PwC’s Sean Viergutz echoes the concern: banks faced with stablecoin competition might need to rely more on wholesale funding or raise deposit rates, ultimately making credit more expensive for families and businesses.
But is this really a systemic risk… or merely the unveiling of an obsolete cost structure?
Time for Banks to Face Reality
1. Banks Have Lost the Battle for Fee Extraction
Stablecoins bypass traditional banking friction—instant settlement, low fees, global reach. If consumers flock to better digital rails, isn’t it because banks charge too much for too little?
2. It’s Not About Risk, It’s About Outdated Products
Banks insist stablecoins threaten credit creation. Yet, stablecoins don’t channel deposits into loans—but maybe it's time banks earn revenue differently, not through artificial interest suppression. For decades, banks have relied on keeping deposit rates artificially low while profiting from the spread, a practice that extracted value from customers rather than delivering it.
3. Competition Drives Innovation—Not Protectionism
Crypto advocates like the Crypto Council for Innovation and Blockchain Association argue that banks are attempting to tilt the playing field, restricting consumer choice and hampering healthy market evolution.
4. Stablecoins Bring Broader Economic Benefits
Stablecoins already:
Lower Treasury yields: BIS research shows strong stablecoin inflows reduce short-term Treasury yields by 2–2.5 basis points—and amplify rate sensitivity during outflows.
Improve payment speeds and reduce friction: for cross-border, B2B, and real-time transactions, stablecoins outperform legacy rails dramatically.
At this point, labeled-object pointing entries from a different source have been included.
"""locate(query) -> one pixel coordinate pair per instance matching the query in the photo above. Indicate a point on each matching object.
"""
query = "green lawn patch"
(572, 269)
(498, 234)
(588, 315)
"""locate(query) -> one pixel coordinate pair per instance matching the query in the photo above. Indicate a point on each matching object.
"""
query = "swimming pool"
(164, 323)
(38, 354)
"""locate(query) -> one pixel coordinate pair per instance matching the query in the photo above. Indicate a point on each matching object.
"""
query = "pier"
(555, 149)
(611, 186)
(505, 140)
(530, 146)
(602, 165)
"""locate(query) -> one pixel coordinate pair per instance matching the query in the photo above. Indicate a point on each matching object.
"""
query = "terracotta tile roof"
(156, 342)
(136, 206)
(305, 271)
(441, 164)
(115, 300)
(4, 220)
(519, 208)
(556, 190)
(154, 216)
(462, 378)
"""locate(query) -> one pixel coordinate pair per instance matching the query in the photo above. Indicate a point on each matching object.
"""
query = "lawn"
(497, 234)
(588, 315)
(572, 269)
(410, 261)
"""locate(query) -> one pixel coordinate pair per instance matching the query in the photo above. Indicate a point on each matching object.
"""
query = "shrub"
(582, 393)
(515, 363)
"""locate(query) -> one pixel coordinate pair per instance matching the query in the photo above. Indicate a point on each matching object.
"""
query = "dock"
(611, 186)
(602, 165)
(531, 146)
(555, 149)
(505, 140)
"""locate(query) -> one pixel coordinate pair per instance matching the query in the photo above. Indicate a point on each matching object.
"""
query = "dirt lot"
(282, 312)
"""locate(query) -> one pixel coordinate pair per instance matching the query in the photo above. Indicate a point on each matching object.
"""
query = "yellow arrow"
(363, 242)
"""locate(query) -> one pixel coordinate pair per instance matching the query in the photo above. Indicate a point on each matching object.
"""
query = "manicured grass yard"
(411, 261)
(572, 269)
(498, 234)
In the end, the banking sector’s fight against stablecoin yields is less about protecting consumers and more about preserving a decades-old model of rent-seeking through fees and suppressed interest rates. Stablecoins offer faster, cheaper, and more transparent money movement—benefits that businesses and households are already demanding. Instead of lobbying to close “loopholes” and slow adoption, banks should focus on reimagining their role in a digital-first economy. The monopoly on payments is gone, and the future will belong to those who innovate, not those who cling to the past.